The stony ground and camel thorn bushes became a blur as we careened over the open plain, with me hanging on for dear life screaming, ‘Hut, Hut, Hut,’ slacking the rope and flailing away on the monstrous creature’s head with my stick. Nothing worked. The damn thing just went faster, all the while curving left on a route taking us back toward the camp.

That ride was among the worst I have ever experienced. For the next few minutes, for I have no idea how long it lasted, with robes flapping in complete disorder and my poorly tied turban covering one eye, I was jolted pillar-to-post holding on with everything I could find, including teeth and toes, while being jostled through the most improbable positions imaginable. At one point, I swear You Dong shoved one foot in a hole, and using that as a pivot proceeded to spin as fast as she could. Thankfully, I had my legs tightly wrapped around her neck, dangling with both hands from the saddle prong when it happened.

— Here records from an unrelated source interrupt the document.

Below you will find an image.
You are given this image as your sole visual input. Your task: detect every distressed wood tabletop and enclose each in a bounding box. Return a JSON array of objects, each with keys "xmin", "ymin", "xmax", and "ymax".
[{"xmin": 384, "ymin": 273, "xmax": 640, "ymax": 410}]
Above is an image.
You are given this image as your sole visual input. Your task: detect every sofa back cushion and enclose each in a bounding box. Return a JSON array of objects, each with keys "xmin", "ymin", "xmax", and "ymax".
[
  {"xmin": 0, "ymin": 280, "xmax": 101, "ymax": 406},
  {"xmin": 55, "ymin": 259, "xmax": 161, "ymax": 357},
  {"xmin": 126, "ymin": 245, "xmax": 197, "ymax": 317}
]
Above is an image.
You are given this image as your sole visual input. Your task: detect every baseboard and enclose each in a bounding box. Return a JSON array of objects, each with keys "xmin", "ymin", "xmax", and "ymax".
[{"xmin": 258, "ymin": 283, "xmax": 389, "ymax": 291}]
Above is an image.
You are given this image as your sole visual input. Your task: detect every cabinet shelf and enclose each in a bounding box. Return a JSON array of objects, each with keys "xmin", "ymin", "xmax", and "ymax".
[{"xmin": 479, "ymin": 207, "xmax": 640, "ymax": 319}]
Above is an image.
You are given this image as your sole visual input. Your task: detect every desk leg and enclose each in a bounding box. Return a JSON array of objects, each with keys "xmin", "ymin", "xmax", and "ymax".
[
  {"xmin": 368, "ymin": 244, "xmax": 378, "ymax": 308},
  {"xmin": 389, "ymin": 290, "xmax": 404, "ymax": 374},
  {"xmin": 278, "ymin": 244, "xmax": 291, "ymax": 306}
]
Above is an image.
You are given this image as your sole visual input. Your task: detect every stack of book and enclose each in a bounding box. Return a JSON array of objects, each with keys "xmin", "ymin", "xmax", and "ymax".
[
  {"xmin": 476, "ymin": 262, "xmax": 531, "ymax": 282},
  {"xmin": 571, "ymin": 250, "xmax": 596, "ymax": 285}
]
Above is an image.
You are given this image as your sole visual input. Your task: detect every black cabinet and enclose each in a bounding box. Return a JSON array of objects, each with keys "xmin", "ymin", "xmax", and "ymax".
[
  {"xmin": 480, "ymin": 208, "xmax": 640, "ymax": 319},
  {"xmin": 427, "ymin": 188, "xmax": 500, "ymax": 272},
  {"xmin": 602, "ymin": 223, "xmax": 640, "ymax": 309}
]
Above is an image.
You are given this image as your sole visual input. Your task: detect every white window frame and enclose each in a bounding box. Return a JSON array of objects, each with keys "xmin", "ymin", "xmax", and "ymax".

With You Dong determined to have me off, and me just as determined to stay on, I jostled through every conceivable position until I found myself facing backwards, hanging on the saddle back with one hand and You Dong’s tail with the other. The stick shoved tightly between my teeth must have been a blessing for the next tribe over, who no longer heard me passionately howling for salvation.

How I stayed on board is among life’s great mysteries. But stay on I did — somehow. Luckily for me, You Dong eventually slowed to a statelier, if the term is ever applicable to a camel, pace.

Shaken, yet miraculously still alive, I adjusted my turban, while steering You Dong back to where Asmun, and by then half the caravan, stood watching my antics. The first thing I noticed was Asmun bent double laughing so hard I thought he would burst a gut. Between bouts of laughter and trying to catch his breath, Asmun said, ‘I knew you make me laugh, you funny man. When you sit backward everyone much impressed. When you pull camel’s tail and scream, “Hut, Hut, Hut,” I think maybe I die laughing so hard.’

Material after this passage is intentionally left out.